First, it reflects the belief that healthcare safety net providers' prime role is to care for uninsured patients who cannot access care elsewhere. This belief conforms to the Institute of Medicine's definition of the core safety net: “Those institutions who by legal mandate or explicitly adopted mission maintain an ‘open door' offering access to services to patients regardless of their ability to pay.”
Public hospitals and community health centers fit this definition as the patients they serve are often uninsured. About 18% of public hospital admissions are uninsured patients, reaching more than 50% in some hospitals. And uninsured patients constitute 31% of outpatient visits, climbing to more than 60% of visits in some hospitals. With the recession, Denver Health's uninsured care increased from $275 million in 2007 to $389 million in 2010. The National Association of Public Hospitals and Health Systems' members represent 2% of the nation's acute-care hospitals but provide 20% of the uninsured care. Similarly, 38% of community health centers visits are for uninsured patients.
Thus, one might reasonably assume that health reform's substantial expansion of insurance coverage by broadening Medicaid eligibility and providing premium subsidies would eliminate or markedly decrease the number of uninsured and the need for these institutions. However, even the most optimistic estimates predict that 23 million people will remain uninsured, including many of the most vulnerable, such as the chronically mentally ill, substance abusers and the homeless—who are unlikely ever to enroll in a plan—as well as an estimated 11 million undocumented immigrants.
The uninsured population may be larger if there is no individual mandate or if the penalties for failure to enroll are small compared with the cost of subsidized premiums.
The second interesting aspect about questioning the future of the safety net is the assumption that other providers want to or can effectively care for the poor and socially disenfranchised even if they are insured. Medicaid provider data may shed some light on this. Only about 65% of physicians accept new Medicaid patients compared with 88% who accept new commercially insured patients, and the Medicaid patients they actually see is not known.
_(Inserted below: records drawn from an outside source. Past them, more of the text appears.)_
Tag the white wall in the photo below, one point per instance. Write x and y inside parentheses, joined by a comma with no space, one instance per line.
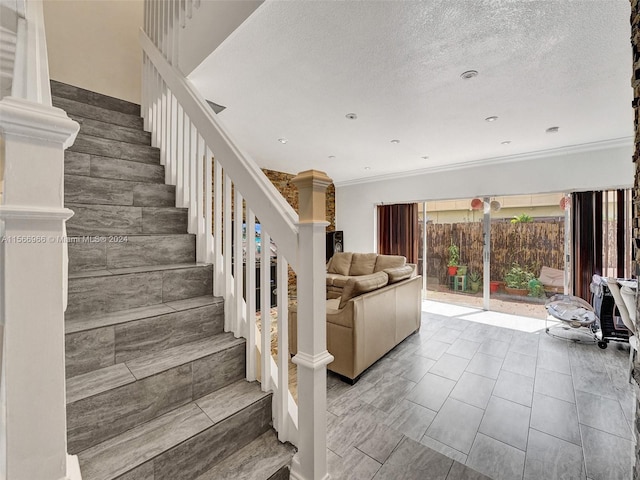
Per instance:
(94,45)
(210,25)
(592,170)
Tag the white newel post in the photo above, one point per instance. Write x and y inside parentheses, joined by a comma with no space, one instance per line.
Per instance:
(310,463)
(33,437)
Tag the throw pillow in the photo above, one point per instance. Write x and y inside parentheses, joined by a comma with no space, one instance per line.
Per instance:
(365,283)
(362,263)
(340,263)
(398,273)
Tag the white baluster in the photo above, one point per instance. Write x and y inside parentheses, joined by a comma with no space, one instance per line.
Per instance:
(228,257)
(265,307)
(208,201)
(238,262)
(282,400)
(218,267)
(250,296)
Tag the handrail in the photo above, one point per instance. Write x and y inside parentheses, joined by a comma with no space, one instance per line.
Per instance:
(245,173)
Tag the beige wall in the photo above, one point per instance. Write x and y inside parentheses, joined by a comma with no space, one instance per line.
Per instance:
(93,44)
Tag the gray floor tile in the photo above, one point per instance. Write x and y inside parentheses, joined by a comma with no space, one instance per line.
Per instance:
(414,461)
(449,366)
(554,384)
(463,348)
(410,419)
(555,417)
(550,457)
(515,387)
(602,413)
(473,389)
(354,464)
(431,391)
(485,365)
(495,348)
(607,456)
(520,363)
(507,422)
(380,442)
(496,459)
(456,425)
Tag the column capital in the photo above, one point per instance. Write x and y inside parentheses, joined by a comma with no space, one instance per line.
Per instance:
(312,186)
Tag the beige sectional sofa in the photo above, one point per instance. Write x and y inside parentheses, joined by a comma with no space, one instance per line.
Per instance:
(371,314)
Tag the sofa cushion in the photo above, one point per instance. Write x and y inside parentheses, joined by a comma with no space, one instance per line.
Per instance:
(362,284)
(399,273)
(340,263)
(389,261)
(362,263)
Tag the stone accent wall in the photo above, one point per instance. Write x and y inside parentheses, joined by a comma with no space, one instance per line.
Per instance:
(635,83)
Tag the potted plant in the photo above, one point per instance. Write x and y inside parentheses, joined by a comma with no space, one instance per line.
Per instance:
(474,281)
(454,259)
(517,280)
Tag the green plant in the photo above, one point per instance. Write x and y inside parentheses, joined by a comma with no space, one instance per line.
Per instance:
(454,256)
(518,277)
(522,218)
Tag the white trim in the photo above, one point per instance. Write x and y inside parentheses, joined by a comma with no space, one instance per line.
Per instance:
(521,157)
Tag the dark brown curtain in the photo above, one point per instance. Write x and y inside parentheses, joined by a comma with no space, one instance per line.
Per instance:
(398,230)
(587,240)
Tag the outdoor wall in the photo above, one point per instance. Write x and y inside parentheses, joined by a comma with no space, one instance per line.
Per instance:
(94,45)
(592,170)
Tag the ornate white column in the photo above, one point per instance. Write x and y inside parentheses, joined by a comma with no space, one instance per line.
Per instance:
(310,463)
(33,438)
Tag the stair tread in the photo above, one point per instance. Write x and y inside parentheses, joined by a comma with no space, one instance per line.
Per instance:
(132,448)
(259,460)
(142,269)
(98,381)
(157,362)
(138,313)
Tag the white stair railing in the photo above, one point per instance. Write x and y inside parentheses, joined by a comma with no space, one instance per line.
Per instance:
(207,167)
(33,266)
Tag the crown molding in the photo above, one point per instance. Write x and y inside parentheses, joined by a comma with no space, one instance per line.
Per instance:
(521,157)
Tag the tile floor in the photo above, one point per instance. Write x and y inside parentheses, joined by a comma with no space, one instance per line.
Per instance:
(487,391)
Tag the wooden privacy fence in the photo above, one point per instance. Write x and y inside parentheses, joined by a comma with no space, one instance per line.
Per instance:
(534,244)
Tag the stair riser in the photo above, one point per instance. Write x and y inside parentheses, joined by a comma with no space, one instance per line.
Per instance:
(95,166)
(103,416)
(63,90)
(93,295)
(102,347)
(203,451)
(137,251)
(96,128)
(83,110)
(101,191)
(121,220)
(115,149)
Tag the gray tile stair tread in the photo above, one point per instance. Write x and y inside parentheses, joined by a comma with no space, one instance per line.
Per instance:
(156,362)
(220,404)
(256,461)
(98,381)
(147,268)
(138,313)
(116,456)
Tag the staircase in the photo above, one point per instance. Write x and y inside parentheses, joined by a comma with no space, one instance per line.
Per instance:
(155,388)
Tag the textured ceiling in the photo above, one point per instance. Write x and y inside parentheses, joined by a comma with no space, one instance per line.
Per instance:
(294,70)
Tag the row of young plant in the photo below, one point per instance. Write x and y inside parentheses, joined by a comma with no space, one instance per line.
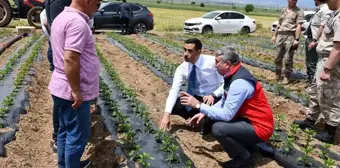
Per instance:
(142,112)
(274,87)
(18,82)
(252,54)
(124,127)
(13,60)
(287,149)
(246,42)
(145,54)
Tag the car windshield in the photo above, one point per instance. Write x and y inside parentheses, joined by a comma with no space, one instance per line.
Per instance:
(210,15)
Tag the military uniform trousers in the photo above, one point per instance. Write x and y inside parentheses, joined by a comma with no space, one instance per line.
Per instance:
(324,99)
(284,42)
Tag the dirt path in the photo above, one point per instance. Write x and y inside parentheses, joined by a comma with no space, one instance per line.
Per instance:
(9,51)
(32,145)
(163,52)
(205,152)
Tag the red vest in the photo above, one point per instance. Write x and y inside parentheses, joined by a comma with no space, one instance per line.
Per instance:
(256,109)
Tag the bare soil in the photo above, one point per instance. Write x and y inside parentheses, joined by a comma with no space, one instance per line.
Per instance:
(269,76)
(10,50)
(204,151)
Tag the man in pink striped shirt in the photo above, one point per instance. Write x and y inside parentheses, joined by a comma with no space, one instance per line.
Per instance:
(75,79)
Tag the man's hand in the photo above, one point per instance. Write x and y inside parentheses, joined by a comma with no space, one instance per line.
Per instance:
(188,100)
(195,120)
(165,122)
(325,76)
(209,100)
(312,45)
(78,99)
(273,39)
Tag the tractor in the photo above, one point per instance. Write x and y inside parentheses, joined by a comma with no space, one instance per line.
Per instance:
(25,9)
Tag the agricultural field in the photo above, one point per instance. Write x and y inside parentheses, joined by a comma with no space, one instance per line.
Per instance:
(135,78)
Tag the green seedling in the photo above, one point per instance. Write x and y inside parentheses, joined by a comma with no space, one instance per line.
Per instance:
(135,154)
(307,149)
(166,143)
(143,159)
(124,127)
(188,164)
(279,119)
(294,129)
(324,151)
(173,157)
(159,135)
(288,148)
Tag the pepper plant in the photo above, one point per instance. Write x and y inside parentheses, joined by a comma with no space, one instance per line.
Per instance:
(307,149)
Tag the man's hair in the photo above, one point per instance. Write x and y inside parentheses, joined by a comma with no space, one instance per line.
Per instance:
(229,54)
(197,42)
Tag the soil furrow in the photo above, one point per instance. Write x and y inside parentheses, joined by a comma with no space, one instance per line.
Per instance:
(205,152)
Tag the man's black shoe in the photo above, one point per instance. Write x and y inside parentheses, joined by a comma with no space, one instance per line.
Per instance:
(54,146)
(238,162)
(303,124)
(206,125)
(85,163)
(328,135)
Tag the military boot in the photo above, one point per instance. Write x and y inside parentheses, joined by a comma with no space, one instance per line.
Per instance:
(328,135)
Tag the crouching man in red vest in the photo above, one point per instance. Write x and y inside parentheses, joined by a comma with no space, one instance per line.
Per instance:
(243,117)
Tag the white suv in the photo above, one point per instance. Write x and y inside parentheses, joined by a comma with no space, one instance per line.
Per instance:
(307,17)
(221,22)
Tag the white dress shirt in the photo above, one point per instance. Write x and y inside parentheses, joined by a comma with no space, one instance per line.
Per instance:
(208,80)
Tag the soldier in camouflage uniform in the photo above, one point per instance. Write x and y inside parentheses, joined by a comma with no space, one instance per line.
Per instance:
(327,78)
(287,34)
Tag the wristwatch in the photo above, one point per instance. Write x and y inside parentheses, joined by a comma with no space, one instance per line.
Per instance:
(198,105)
(214,96)
(327,70)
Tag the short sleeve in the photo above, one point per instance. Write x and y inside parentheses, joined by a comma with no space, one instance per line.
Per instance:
(325,17)
(75,37)
(336,30)
(300,17)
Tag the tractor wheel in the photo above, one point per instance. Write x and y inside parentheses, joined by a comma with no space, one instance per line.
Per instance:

Similarly, in Colorado, 47% of Denver Health's (the primary safety net hospital) admissions are Medicaid patients compared with 18% for the other metropolitan general hospitals. In a recent meeting of Colorado providers, some indicated concern about accepting Medicaid patients with complex or social conditions such as chronic mental illness or language barriers. This reflects the reality that many practices do not have wrap-around services such as social workers, translators and transportation, which community health centers and public hospitals provide to facilitate the healthcare of vulnerable patients.
Patient choice is the other side of the coin from provider choice. In Massachusetts, less than 2% of the population is uninsured, yet community health centers' medical visits increased by more than 70,000 from 2007 to 2009. Boston Medical Center, Massachusetts' largest public hospital with 509 beds, has seen an increase in its inpatient admissions from 28,366 to 30,030 and in outpatient visits from 775,900 to 935,385 from 2006 to 2010. The majority of this increase was for low-income patients in the publicly funded programs. This patient choice may reflect the culturally appropriate and high-quality care these institutions provide to vulnerable populations and hence their use of them for care.
The third interesting aspect of the question is the inference that caring for the uninsured is the sole role of safety net providers. This is not the case for urban public hospitals. They not only serve the needs of special populations but also the special needs of the entire population through their trauma, burn, psychiatric and poison centers, large emergency departments, neonatal intensive-care units, public health and emergency preparedness services, and education of physician trainees. NAPH members in the largest urban areas represent 40% of the trauma and 63% of the burn centers. The average number of emergency department visits a year at NAPH hospitals is 78,467 compared with 26,432 for acute-care hospitals nationally. And 23% of physicians in training are in these institutions.
Finally, there is the assumption that the safety net would be there in 2014 and beyond, if needed. These institutions are fragile. In 2009, the average margin at NAPH hospitals was 2.5% compared with 5% for other hospitals. Without the supplemental payments such as Medicaid Disproportionate Share payments, the safety nets' margins would have been substantially negative, a nonsustainable condition for any enterprise.
Thirty-five percent of net revenue for NAPH members is Medicaid, and 12% is from state and local governments. Sixty-two percent of community health center patient revenue comes from Medicaid/CHIP. As all levels of government struggle with their budgets, these sources of revenue either have decreased or are at risk. Medicaid DSH deserves special comment. It is slated to begin decreasing in 2014 based on the expectation that uninsured expenditures would markedly decrease with health reform. The challenge will be to make certain that any decrease in Medicaid DSH is tightly linked in timing and amount to the decrease in uninsured care at the individual safety net hospital.
The healthcare safety net has been critically important for more than a century. While there may come a time when everyone has coverage—and when that coverage creates equal access for all—and the special needs of all the population are met by others, we are not there yet and will not be there in 2014. Therefore, we can answer a definite “yes” to the question, “Will we need the healthcare safety net after health reform?”